- Born: Matilde Raspa Mastrangi March 18, 1953 (age 72) São Paulo, Brazil
- Occupation: Actress
- Years active: 1974 –
- Spouse: Oscar Magrini
- Children: Isabella Mastrangi Magrini

= Matilde Mastrangi =

Brazilian actress (born 1953)

Matilde Raspa Mastrangi (born 18 March 1953 in São Paulo, Brazil) is a Brazilian actress.

== Career ==
Mastrangi was originally a photomodel who also posed for the magazine Sétimo Céu. In 1971, singer Wanderley Cardoso arranged her to work as a dancer on Silvio Santos TV show.

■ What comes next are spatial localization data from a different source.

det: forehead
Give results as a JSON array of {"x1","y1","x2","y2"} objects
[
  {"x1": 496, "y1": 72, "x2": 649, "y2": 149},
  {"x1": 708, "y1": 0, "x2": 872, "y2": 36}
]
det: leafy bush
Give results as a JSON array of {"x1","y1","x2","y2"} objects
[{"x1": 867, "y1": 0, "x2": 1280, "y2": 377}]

Mastrangi made her acting debut in 1974 with As Cangaceiras Eróticas, an erotic comedy by Roberto Mauro. She continued her acting career with films like Bacalhau (1976). She became a popular figure of pornochanchadas and during these years, she was considered as one of the most important actresses of the genre along with Helena Ramos and Aldine Müller.

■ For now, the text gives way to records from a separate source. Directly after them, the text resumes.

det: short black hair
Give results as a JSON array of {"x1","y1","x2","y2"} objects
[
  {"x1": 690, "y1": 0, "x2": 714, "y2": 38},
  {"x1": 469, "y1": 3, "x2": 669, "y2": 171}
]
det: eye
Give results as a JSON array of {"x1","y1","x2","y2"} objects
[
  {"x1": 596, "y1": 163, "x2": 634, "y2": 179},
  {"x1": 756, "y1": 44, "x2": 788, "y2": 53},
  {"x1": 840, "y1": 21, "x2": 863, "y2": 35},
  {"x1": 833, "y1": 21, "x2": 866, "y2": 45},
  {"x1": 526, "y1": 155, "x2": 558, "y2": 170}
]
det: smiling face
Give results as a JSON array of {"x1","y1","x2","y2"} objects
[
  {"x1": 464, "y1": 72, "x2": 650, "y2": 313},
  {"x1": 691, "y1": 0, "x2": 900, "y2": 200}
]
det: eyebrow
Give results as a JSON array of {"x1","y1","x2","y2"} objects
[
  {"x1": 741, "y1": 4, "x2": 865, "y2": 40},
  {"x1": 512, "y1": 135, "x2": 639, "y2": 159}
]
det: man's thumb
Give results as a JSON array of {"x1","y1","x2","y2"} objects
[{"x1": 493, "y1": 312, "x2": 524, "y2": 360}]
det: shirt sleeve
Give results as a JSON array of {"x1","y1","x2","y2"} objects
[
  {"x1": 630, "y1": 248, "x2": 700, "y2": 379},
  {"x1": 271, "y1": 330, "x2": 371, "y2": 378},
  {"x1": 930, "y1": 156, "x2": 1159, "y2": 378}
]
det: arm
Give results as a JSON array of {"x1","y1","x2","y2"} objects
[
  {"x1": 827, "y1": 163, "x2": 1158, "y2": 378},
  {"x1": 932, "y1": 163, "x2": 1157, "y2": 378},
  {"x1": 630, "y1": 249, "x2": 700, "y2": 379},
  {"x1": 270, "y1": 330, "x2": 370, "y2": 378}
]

She was cast in the later-to-be controversial film Amor Estranho Amor (1982) where she plays Olga, a cougar-like prostitute who took an interest in the young protagonist, Hugo, played by then 11 year old Marcelo Ribeiro and was the first prostitute to make her move on young Hugo.

She posed for February 1984 issue of Playboy Brasil.

After the fading of pornochanchada in popularity, she passed to other genres, including all films directed by Guilherme de Almeida Prado such as Perfume de Gardênia (1992).

== Personal life ==
Mastrangi is married to actor Oscar Magrini whom she met during the shooting of Uma Ilha Para Três, in 1980. The couple have a daughter named Isabella and live in Atibaia.